The title ascribes a quality to dogs of “star[ing] at the stars wistfully. Just as we all wish for something that we will never possess.” It’s not how Americans are used to thinking of their pets, as wannabe scholar astronauts, but there’s one quality dogs in every culture share. That’s loyalty, and this book demonstrates how one loving companion can make even the most discouraging circumstances bearable.

Choosing to keep a pet requires sacrifices. It’ll restrict where you can live, as well as changing your own habits to take care of another living creature. The father’s love for his dog humanizes him; his relationships with other people may have failed, but he gives up everything for his canine companion.

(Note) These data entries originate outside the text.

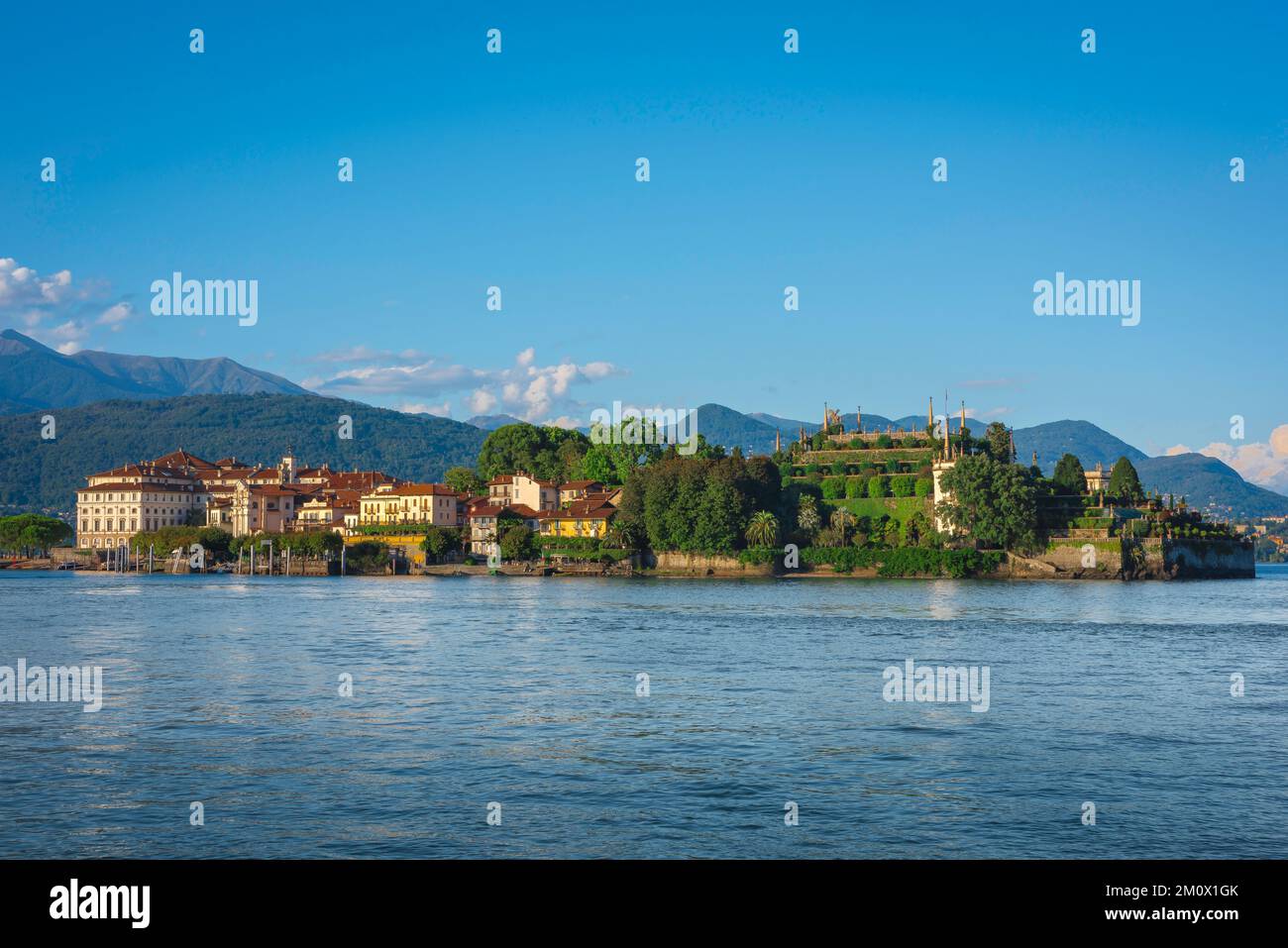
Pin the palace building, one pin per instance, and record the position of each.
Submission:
(180, 488)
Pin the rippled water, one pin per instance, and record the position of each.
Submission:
(522, 690)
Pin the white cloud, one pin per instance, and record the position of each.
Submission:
(482, 401)
(526, 389)
(562, 421)
(1258, 463)
(443, 410)
(55, 309)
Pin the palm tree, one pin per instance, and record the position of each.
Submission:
(806, 514)
(763, 528)
(841, 518)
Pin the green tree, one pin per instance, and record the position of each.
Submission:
(997, 438)
(806, 514)
(518, 543)
(763, 530)
(465, 480)
(1069, 476)
(1124, 481)
(993, 502)
(33, 533)
(510, 449)
(441, 540)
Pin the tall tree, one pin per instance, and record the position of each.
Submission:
(1124, 481)
(464, 480)
(1069, 476)
(999, 441)
(993, 502)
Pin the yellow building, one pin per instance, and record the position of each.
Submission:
(581, 518)
(420, 504)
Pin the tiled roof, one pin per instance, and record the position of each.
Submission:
(419, 489)
(181, 458)
(128, 485)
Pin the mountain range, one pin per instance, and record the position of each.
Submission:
(34, 376)
(127, 407)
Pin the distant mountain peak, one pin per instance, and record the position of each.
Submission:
(489, 423)
(34, 376)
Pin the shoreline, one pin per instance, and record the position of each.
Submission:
(761, 574)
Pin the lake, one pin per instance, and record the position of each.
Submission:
(527, 693)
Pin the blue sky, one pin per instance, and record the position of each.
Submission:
(768, 168)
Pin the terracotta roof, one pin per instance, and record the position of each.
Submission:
(584, 510)
(497, 509)
(419, 489)
(142, 471)
(181, 458)
(127, 485)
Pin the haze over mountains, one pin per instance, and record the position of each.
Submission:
(34, 377)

The dog is adorable, of course, even if the father, in his sunglasses, looks like a mobster caricature. This translated manga has been flipped, to read left-to-right, which does result in the occasional direction glitch. There are a couple of times when the father says “let’s drive with the sea on our left”, and the reversed art shows the water on the right.

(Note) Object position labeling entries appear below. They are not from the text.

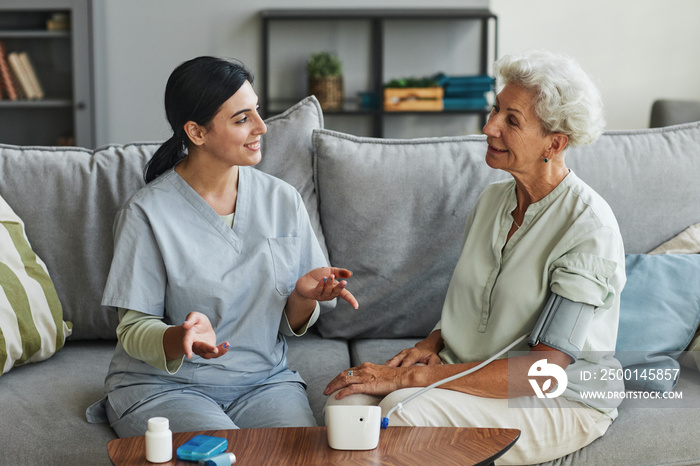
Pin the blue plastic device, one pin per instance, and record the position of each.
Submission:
(200, 447)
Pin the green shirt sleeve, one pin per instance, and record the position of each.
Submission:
(141, 335)
(286, 329)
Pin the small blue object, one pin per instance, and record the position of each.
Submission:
(200, 447)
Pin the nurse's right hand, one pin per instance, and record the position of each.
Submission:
(194, 336)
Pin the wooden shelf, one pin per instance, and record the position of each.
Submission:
(376, 18)
(62, 60)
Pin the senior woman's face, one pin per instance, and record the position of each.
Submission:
(516, 140)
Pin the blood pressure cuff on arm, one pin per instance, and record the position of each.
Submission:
(563, 325)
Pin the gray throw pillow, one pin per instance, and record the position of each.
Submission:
(394, 212)
(287, 154)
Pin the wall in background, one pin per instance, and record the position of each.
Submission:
(636, 52)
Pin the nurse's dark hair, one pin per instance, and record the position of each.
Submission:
(195, 91)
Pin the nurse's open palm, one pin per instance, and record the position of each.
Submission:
(200, 338)
(323, 284)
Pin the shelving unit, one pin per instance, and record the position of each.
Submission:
(63, 64)
(373, 22)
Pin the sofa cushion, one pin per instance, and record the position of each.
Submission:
(317, 360)
(43, 408)
(67, 198)
(393, 212)
(649, 177)
(31, 318)
(659, 314)
(288, 155)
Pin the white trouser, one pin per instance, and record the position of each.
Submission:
(550, 428)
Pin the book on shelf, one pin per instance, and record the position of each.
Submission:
(6, 78)
(24, 71)
(31, 71)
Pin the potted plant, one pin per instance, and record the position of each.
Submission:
(325, 72)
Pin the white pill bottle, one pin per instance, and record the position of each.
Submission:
(159, 440)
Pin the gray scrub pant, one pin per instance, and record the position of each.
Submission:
(212, 408)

By using the dog as a narrator, the modern-day conflicts of civilization become simplified. Does one have anything to eat? Something to do? Someone to spend time with? All else is irrelevant. There’s a lot of sadness to this story, but also a sense of hope, that as long as dogs love people, we have something to live up to. If nothing else, we can enjoy how cute the dog is drawn, even in disturbing circumstances.

The last chapter of the book is a sequel story, “Sunflowers”. It’s the tale of a social worker living alone in his grandparents’ house, tending their garden and their ancient automobile, with his own memories of a dog he had as a child. The book concludes with an author’s note with his thoughts on his protagonist and what he says about the state of society.

NBM has posted preview pages. (The publisher provided a review copy.)